Thursday, May 12, 2016: 4:30 PM
Skalkotas Hall (Megaron Athens International Conference Center)
The great relevance of the allergen topic motivates many food analysts to develop sensitive and reliable detection and determination methods. Until today a variety of different analytical approaches are being published. Driven by the effort of the food industry to address risk management for food allergens and the consequent need for allergen tests, some of these techniques are commercially available as so called “kits” and widely used for routine testing (mainly ELISA and PCR). During the recent years this established methods were improved with some success in terms of their analytical properties (sensitivity, accuracy and precision). Since the diversity of food products and raw material being tested is constantly increasing, extended matrix validations of the applied method become more and more essential. Therefore the question what might be the “best analytical strategy” is quite context depending. What is the given sample matrix?

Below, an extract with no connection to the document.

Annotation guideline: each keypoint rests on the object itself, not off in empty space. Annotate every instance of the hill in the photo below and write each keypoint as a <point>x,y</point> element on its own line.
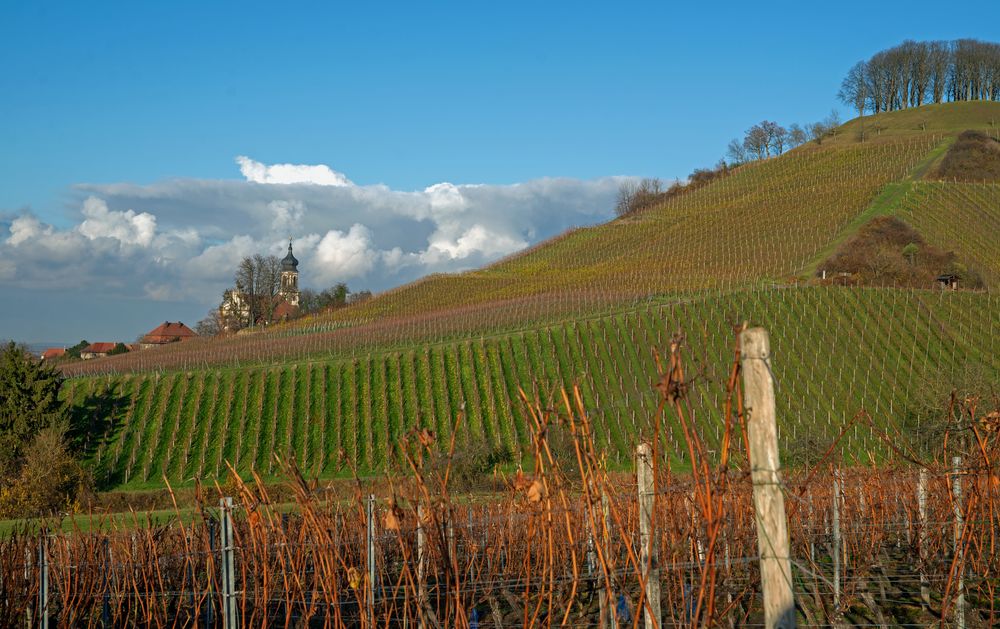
<point>588,307</point>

What is the possible contaminating product? Which test is the most robust in terms of the applied production conditions (heat, pressure, acidity etc.)? Approaches like LC-MS/MS bypass some of the weak points of the established methods by design but also here the development of a robust routine method is difficult and tedious. On the other hand, a consequent risk assessment and transparency along the complete production can make all this choices much easier and improve the value of allergen tests significantly. Given that even complex issues can be resolved with astonishing imperfect techniques.